園芸用語
温室
別名: ビニールハウス / 家庭用温室 / 家庭用ビニールハウス / greenhouse / polytunnel
透明または半透明の被覆材で囲い、日射熱・換気・保温を調整して植物の栽培環境をつくる施設です。
温室
定義
温室とは、ガラス、ポリカーボネート板、農業用フィルムなどの透明・半透明な被覆材で栽培空間を囲い、外気よりも温度を保ちやすくした施設です。家庭用ビニールハウスは温室の一種で、金属または樹脂製の骨組みに軟質フィルムを張るため、硬質パネルの温室より軽く、組み立てや移設がしやすい特徴があります。
温室は「置くだけで一年中暖かい箱」ではありません。日射が強い日は内部が急激に高温になり、夜間は外気に近い温度まで下がることがあります。そのため、設置場所、固定方法、換気口、遮光、保温、水やりまでを一つの栽培設備として計画します。
主な構成要素
- 骨組み:アーチパイプ、直管、筋交い、接続金具で荷重と風圧を受けます。
- 被覆材:農ビ、農PO、ポリカーボネート板などが光を通し、雨風を遮ります。
- 固定部:埋め込みパイプ、アンカー杭、基礎、押さえ材が浮き上がりとずれを抑えます。

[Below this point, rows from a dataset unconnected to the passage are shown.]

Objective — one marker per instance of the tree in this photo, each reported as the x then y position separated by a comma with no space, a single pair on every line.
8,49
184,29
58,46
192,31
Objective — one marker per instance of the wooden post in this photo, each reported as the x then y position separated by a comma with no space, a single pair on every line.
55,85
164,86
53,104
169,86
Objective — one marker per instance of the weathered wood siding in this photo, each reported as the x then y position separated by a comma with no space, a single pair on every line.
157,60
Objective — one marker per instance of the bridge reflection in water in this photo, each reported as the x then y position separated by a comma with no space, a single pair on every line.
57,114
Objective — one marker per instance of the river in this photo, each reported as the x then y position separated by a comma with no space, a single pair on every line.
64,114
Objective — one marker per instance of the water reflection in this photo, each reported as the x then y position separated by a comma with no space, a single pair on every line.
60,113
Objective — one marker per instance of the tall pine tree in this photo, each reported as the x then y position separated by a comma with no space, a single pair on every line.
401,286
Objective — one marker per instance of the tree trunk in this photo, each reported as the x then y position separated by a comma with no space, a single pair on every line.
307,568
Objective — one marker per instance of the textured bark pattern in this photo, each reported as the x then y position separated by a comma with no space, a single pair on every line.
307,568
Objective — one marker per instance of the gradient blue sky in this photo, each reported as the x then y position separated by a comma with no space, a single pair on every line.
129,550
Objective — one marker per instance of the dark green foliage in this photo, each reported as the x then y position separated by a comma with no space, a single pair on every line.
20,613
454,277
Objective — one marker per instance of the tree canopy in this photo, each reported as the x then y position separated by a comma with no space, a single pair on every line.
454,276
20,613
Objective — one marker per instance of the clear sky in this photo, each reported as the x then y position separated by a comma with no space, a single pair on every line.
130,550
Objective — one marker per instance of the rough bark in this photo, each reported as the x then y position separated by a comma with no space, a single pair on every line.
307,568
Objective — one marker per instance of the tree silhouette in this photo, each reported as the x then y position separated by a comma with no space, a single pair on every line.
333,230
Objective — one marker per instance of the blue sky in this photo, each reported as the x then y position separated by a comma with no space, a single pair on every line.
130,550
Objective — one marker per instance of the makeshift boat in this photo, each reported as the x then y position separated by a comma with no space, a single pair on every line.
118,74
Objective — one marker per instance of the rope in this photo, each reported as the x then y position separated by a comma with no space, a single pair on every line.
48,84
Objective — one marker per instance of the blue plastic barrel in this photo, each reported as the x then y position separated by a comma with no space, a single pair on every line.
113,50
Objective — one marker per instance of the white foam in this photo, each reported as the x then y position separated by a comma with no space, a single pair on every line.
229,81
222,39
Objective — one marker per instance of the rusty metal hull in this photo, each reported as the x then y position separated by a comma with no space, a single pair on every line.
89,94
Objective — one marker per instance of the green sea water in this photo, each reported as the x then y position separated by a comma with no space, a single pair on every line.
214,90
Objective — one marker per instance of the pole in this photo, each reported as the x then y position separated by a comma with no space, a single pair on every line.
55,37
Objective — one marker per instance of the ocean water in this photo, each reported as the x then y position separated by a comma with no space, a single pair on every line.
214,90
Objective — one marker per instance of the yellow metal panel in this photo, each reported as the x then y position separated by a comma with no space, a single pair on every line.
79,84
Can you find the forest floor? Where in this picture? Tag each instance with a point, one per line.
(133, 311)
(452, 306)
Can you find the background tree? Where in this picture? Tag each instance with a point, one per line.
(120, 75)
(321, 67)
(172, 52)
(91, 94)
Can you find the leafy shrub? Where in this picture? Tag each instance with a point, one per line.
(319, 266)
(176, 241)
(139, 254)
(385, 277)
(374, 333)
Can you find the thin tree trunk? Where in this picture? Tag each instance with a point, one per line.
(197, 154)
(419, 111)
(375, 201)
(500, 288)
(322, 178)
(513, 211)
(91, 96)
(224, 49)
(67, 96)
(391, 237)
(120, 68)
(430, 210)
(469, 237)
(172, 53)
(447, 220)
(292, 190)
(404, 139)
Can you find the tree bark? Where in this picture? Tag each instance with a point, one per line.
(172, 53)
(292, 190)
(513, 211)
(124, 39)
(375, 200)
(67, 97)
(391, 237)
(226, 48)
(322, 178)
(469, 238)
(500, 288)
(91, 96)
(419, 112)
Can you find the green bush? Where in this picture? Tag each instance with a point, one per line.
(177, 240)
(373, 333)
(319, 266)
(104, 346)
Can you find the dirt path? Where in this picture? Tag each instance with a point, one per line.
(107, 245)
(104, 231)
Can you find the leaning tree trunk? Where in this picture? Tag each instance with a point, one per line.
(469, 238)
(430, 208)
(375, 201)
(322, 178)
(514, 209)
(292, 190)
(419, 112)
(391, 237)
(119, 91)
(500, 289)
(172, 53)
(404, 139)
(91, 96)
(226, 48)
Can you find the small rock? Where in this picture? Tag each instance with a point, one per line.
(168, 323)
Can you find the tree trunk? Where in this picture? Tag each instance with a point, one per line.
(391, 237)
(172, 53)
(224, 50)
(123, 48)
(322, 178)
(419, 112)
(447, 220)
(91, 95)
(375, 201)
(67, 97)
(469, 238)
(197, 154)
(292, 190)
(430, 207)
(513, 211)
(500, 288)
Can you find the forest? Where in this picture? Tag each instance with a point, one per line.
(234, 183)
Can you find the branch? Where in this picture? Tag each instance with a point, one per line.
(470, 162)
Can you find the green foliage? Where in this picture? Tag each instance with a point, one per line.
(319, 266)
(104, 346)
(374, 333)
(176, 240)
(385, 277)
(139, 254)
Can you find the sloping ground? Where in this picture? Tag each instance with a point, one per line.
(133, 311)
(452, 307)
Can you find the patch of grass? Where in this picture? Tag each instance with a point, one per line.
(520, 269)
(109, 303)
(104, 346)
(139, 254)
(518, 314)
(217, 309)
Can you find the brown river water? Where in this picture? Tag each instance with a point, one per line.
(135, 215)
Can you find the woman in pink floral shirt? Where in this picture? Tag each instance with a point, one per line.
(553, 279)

- 開口部:扉、側窓、天窓が熱気と湿気を外へ逃がします。
- 栽培設備:温度計、棚、灌漑設備、遮光資材、保温資材を用途に応じて加えます。
家庭での使い分け
ベランダや玄関脇では、鉢を数個収める簡易温室や棚型カバーが扱いやすい選択です。庭で苗づくりや家庭菜園に使う場合は、人が中へ入れるパイプ式ビニールハウスが作業動線と換気を確保しやすくなります。強風地や積雪地では、市販品の寸法だけでなく、製品が想定する風・雪の条件と固定仕様を確認し、条件が合わなければ専門業者へ相談します。
硬質パネル温室は被覆の張り替え頻度を抑えやすい一方、基礎の水平精度と設置後の移動の難しさが増します。軟質フィルム式は補修や更新がしやすい反面、端部のばたつき、摩擦、紫外線劣化を定期的に点検する必要があります。
よくある誤解
- 温室なら冬も無加温で十分:夜間の熱損失があるため、育てる植物の最低温度に合わせて保温または加温を検討します。
- 日当たりが強いほどよい:光は必要ですが、換気と遮光が不足すると高温障害につながります。
- 重しを置けば風対策は完了:地盤、骨組み、被覆材、アンカーを一体で固定しないと、風圧が弱い部分へ集中します。
- 設置後は手入れ不要:ボルト、固定具、フィルム、排水、扉を定期点検し、破損を小さいうちに補修します。